Ближе к берегу, у темного, в серебряных жилках камня — быстерок играет. На камне, опустив хвост в струйку, рыбачит выдра. Вот хохот пьяный раздался — выдра юркнула с камня и пошла, пошла в глубину, словно сказочный водяной. А зря пугалась: гагары блажили. Зевласто, дико орали. Откуда в них столько звука? Хоть бы птица была путевая, а то ведь ноги и те не так растут, как у прочих птиц.

Светло, углядисто в небесах и на озере. За каменным угором, в замшелых елях, темно. Рябчик упал с одной на журавину, поклевал, поклевал — кисла старая ягода! — и снова на дерево. С этой елки видна черная часовенка с восьмиконечным крестом. Рядом — выше роста человечьего травы. Взросли на пепле подле огромной кокорины.
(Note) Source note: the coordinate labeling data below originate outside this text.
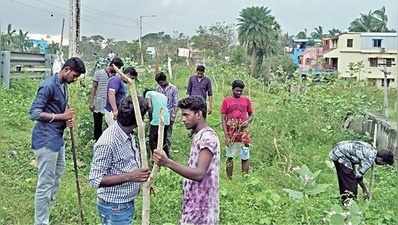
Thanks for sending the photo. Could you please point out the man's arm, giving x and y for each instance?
(112, 101)
(36, 111)
(174, 104)
(196, 174)
(93, 94)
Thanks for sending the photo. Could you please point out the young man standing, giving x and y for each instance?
(115, 168)
(352, 159)
(201, 184)
(52, 116)
(154, 102)
(116, 91)
(236, 115)
(99, 94)
(200, 85)
(171, 92)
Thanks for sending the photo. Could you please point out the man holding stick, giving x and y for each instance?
(201, 183)
(115, 169)
(352, 160)
(52, 116)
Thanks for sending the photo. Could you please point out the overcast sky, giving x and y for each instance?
(118, 18)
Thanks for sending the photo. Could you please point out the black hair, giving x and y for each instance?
(146, 90)
(194, 103)
(126, 115)
(200, 68)
(238, 83)
(118, 62)
(75, 64)
(387, 156)
(130, 71)
(160, 77)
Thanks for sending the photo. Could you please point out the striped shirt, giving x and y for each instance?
(171, 93)
(115, 153)
(101, 77)
(356, 155)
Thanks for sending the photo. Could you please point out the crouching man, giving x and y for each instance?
(352, 159)
(115, 169)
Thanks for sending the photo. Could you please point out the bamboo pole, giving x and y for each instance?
(372, 168)
(75, 168)
(155, 168)
(142, 144)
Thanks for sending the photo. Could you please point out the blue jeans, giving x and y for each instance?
(115, 213)
(50, 168)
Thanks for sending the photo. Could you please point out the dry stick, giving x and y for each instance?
(372, 168)
(155, 168)
(74, 158)
(141, 138)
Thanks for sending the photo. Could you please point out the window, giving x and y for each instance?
(350, 43)
(377, 43)
(390, 62)
(373, 62)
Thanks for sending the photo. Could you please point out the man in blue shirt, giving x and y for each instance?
(52, 116)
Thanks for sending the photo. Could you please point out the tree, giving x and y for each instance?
(259, 33)
(373, 21)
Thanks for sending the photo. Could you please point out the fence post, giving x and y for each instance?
(5, 57)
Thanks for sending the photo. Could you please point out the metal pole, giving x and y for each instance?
(140, 41)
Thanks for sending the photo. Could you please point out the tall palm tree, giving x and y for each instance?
(374, 21)
(258, 32)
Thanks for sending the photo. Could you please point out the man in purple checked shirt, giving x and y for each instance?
(200, 204)
(200, 85)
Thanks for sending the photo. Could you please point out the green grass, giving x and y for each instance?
(289, 130)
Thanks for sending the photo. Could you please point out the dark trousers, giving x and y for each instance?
(97, 124)
(153, 138)
(348, 184)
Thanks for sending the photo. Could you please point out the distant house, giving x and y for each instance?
(298, 49)
(368, 49)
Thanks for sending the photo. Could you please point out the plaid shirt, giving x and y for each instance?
(115, 153)
(352, 153)
(171, 93)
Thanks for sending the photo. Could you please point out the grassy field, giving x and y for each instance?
(290, 130)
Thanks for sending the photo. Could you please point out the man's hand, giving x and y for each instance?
(138, 175)
(160, 157)
(69, 114)
(115, 114)
(245, 124)
(70, 123)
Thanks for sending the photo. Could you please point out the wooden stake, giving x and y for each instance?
(372, 168)
(141, 138)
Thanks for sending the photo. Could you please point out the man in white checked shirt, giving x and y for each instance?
(115, 169)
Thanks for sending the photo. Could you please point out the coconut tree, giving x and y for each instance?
(373, 21)
(258, 32)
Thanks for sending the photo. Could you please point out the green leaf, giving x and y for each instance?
(295, 195)
(337, 219)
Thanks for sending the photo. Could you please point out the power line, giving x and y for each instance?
(87, 18)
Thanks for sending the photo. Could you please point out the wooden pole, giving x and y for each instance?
(155, 168)
(76, 172)
(141, 138)
(372, 168)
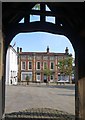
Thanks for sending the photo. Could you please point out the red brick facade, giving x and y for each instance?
(32, 64)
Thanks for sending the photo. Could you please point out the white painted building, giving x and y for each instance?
(11, 66)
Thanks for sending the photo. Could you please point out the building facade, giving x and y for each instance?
(39, 66)
(11, 66)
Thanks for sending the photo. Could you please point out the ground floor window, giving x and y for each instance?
(25, 74)
(38, 77)
(52, 77)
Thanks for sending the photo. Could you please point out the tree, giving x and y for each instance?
(65, 66)
(27, 79)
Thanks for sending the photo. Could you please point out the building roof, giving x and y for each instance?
(42, 53)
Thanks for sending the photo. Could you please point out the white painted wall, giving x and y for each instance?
(11, 66)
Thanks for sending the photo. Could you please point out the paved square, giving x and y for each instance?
(21, 97)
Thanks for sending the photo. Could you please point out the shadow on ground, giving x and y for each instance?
(39, 114)
(67, 86)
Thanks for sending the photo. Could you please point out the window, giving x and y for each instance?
(45, 57)
(38, 65)
(22, 20)
(51, 77)
(52, 65)
(38, 57)
(34, 18)
(29, 65)
(29, 57)
(50, 19)
(36, 7)
(23, 65)
(51, 58)
(45, 65)
(24, 74)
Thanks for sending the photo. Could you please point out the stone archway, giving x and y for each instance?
(72, 29)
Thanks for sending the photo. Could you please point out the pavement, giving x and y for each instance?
(40, 96)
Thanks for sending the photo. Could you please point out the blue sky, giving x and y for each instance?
(38, 42)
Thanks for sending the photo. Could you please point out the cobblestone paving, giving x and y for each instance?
(40, 114)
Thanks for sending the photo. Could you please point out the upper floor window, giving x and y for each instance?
(23, 65)
(29, 57)
(29, 65)
(45, 65)
(38, 65)
(38, 57)
(52, 65)
(52, 58)
(45, 57)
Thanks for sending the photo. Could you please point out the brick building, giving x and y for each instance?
(33, 64)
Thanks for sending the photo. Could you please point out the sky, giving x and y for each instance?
(38, 41)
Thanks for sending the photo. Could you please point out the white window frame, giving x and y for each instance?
(28, 65)
(50, 77)
(44, 66)
(21, 65)
(53, 65)
(37, 64)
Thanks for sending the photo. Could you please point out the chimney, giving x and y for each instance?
(47, 49)
(66, 50)
(17, 49)
(20, 49)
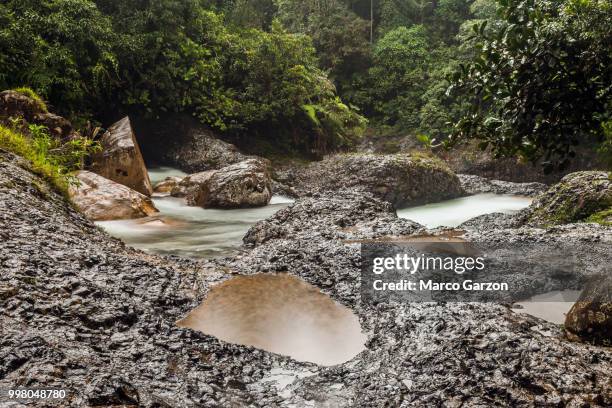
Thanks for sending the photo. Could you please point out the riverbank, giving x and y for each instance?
(73, 294)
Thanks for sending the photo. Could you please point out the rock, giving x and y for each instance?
(245, 184)
(183, 142)
(591, 316)
(477, 185)
(574, 199)
(341, 215)
(15, 105)
(401, 179)
(101, 199)
(470, 159)
(120, 159)
(167, 185)
(84, 313)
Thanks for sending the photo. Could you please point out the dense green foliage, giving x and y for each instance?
(47, 156)
(97, 58)
(301, 75)
(542, 83)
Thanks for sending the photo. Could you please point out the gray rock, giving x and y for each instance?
(401, 179)
(181, 141)
(121, 160)
(17, 105)
(476, 185)
(590, 318)
(245, 184)
(101, 199)
(167, 185)
(121, 346)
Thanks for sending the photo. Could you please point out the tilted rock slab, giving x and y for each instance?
(121, 160)
(575, 198)
(591, 316)
(101, 199)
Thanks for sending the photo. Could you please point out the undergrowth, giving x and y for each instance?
(48, 157)
(34, 96)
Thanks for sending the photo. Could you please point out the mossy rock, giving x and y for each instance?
(590, 318)
(579, 197)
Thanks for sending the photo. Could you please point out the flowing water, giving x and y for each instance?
(281, 314)
(551, 306)
(189, 231)
(451, 213)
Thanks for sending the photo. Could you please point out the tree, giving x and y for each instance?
(540, 85)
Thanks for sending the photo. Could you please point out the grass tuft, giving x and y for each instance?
(48, 158)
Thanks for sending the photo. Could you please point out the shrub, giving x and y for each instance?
(48, 157)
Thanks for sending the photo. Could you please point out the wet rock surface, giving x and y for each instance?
(82, 312)
(120, 159)
(591, 316)
(401, 179)
(101, 199)
(475, 185)
(575, 198)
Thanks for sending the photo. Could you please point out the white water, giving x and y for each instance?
(451, 213)
(189, 231)
(282, 314)
(551, 306)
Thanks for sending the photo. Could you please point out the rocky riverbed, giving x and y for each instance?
(83, 312)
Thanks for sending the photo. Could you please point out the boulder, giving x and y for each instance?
(477, 185)
(15, 105)
(591, 316)
(401, 179)
(183, 142)
(167, 185)
(575, 198)
(120, 159)
(101, 199)
(245, 184)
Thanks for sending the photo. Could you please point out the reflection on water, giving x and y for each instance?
(189, 231)
(451, 213)
(552, 306)
(281, 314)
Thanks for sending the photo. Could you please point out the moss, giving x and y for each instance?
(34, 96)
(40, 162)
(602, 217)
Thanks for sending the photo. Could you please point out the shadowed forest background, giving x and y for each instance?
(527, 78)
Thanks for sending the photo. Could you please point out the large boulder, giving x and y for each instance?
(183, 142)
(101, 199)
(591, 316)
(477, 185)
(401, 179)
(121, 160)
(31, 110)
(575, 198)
(245, 184)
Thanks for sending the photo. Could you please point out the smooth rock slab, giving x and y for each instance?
(101, 199)
(121, 160)
(575, 198)
(245, 184)
(401, 179)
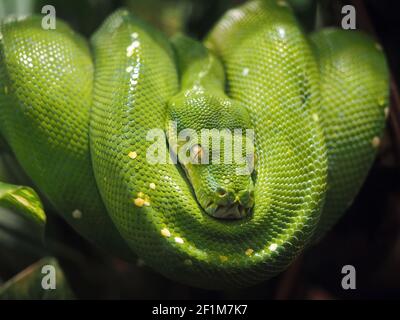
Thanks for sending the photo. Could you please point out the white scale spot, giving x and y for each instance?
(179, 240)
(165, 232)
(132, 155)
(376, 142)
(281, 32)
(273, 247)
(76, 214)
(139, 202)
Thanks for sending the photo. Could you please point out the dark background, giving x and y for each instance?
(367, 237)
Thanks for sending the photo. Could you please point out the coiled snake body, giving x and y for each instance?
(77, 118)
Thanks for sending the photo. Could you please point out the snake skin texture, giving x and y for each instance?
(78, 121)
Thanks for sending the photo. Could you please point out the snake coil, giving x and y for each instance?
(76, 117)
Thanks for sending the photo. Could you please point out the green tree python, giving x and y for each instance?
(77, 115)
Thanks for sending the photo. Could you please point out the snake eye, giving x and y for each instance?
(197, 153)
Когда-то, в добрые времена, здесь стояла раскольничья церковь. Сожгли ее, а вместе с ней три сотни верующих сгорели заживо. И потому травам на пепле из костей человечьих сытно, над травами чайки летают — не души ли это сгоревших? По другую сторону часовни приткнулась избушка, тоже черная, вросла в землю по уши. Над ней дымок курится, у дверей лодка-долбленка, тонкое, легкое весло. Вокруг все прибрано, под окном — кружок вскопанной земли, чисто выметен огороженный пряслом дворик, а в загородке — копна сена, подле которой старая лосиха и олень. Вольно, уверенно чувствуют себя звери возле этого дома. Кто ж в нем?

Даша и Гонька, сгоряча убежавшие в лес, забрели далеко и заблудились, потом столкнулись с солдатами, но счастливо ускользнули от них. И вот уж третий день толкут мох ногами, обходят гремы, давят валежник, не чая выбраться из затянувшего их урмана.

Вот жилье увидали — кто б ни был в нем, все едино душа живая.

— Зайдем? — спросила Даша немого. Он закивал, заулыбался обветренными губами. Не жалуется парнишка, а ведь как от солдат удрали, не было во рту ни крошки. Прошлогодней клюквой да саранками только и питались. В одном месте взяли прошлогодних орешков и снова кинулись искать своих. Гонька с любопытством по сторонам таращился, потом начал терять силы.

Подобрав топор, стоявший у порожка, Даша отважно стукнула в окно.

— Входи, входи, человек добрый! — тихий, ласковый позвал голос.

Тепло, чисто было в избушке. На лежаке, устланном полстью, лежал белый, как лебедь, старик. Был он большой и сильный, светлый лицом. Огненные блики из камелька играли на складчатых щеках. Лицо без единой лишней морщинки. Глаза в седых длинных ресницах глядели весело и бесстрашно. Брови при всей прочей седине остались черны, не заволосели, как бывает у слишком старых людей.

Пораженная светлым величием старика, Дарья Борисовна оробела, стала искать икону, чтоб перекреститься. Хозяин зашелестел смешком:

— Не ищи, деушка. Иконы в часовенке держу. Здесь сам живу, зверяток прикармливаю. Оголодали, поди?

— Три дня не емши, — призналась Даша, словно оправдание, выставив перед собой немого. — От своих отбились.

— А я хвораю… дохварываю уж, — просто сказал старик и, собрав силы, поднялся. — Вон там, в чугуне, суп сварен. Наливай. Щас хлебушка принесу, — и вышел, волоча ногу.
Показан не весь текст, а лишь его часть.